Too many of them, the majority actually, have been elderly and health-compromised people who got sicker than others. By far the most egregious situation was in New York City, where New York Gov. Andrew Cuomo now aggregates glory for himself for getting the situation under control. What he actually did was order sick, elderly folk with COVID-19 into nursing homes, where the virus spread like wildfire and killed way too many people who didn’t need to die.
When will it all end? Normally, such emergencies last a week or two, perhaps a month, and then quietly expire as the threat fades. Now, we are entering the seventh month of this “emergency.” And an emergency it was back in February and March. But is it an emergency now?
New York Gov. Cuomo thinks it is. He, along with the governors of New Jersey and Connecticut, has banned visitors from more than 30 states from arriving there. That’s a big majority of the United States.
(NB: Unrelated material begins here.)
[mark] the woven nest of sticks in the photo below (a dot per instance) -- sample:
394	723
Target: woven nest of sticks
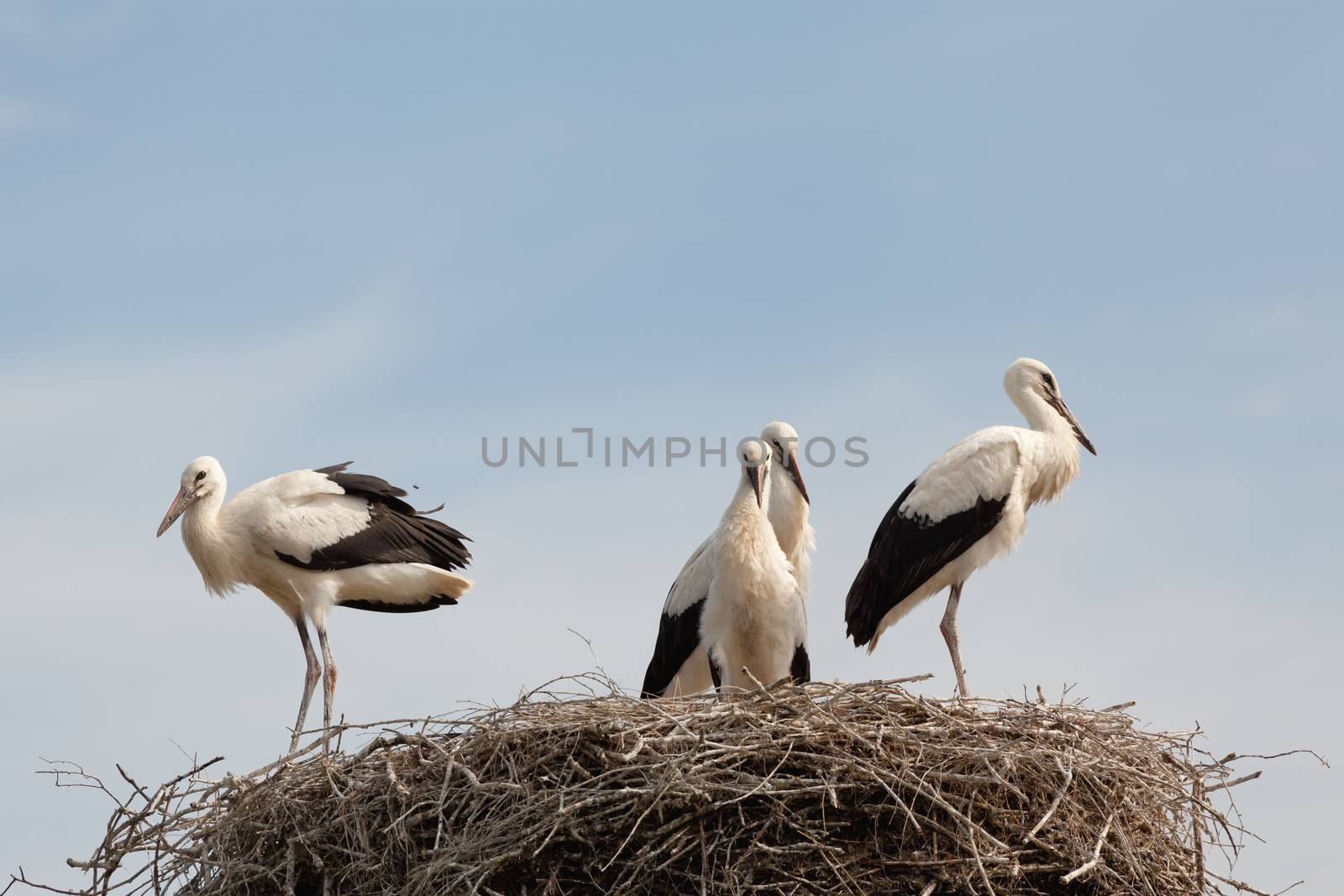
816	789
The ongoing effect of all this is disastrous. So far, the economy has contracted dramatically. Some, but far from all, businesses have been allowed to reopen. Those that can’t are likely to be closed forever. Big-city restaurants that rely on cramming as many tables into a small space as possible can’t survive on a system where everyone has to be 6 feet apart.
Bars can’t survive if you can’t stand or sit at the actual bar.
What we are beginning to see is how dictatorial governors can be when they get a chance. The well-worn phrase, “Power corrupts, and absolute power corrupts absolutely,” applies here. Governors have near absolute power when it comes to states of emergency. So do presidents.
What is needed here is for legislatures to intervene and rein in that power. Declarations of emergency are understandable when they last a week or two or a month. But emergencies that last six months with no end in sight become a sort of dictatorship with a democratic veneer.
President Donald Trump gets tarred, from time to time, with the charge that he is dictatorial. However, he is modest when compared with some governors.
Reid K. Beveridge has covered politics in Texas, Iowa, Wisconsin, Delaware and Washington, D.C. He now resides at Paynter’s Mill.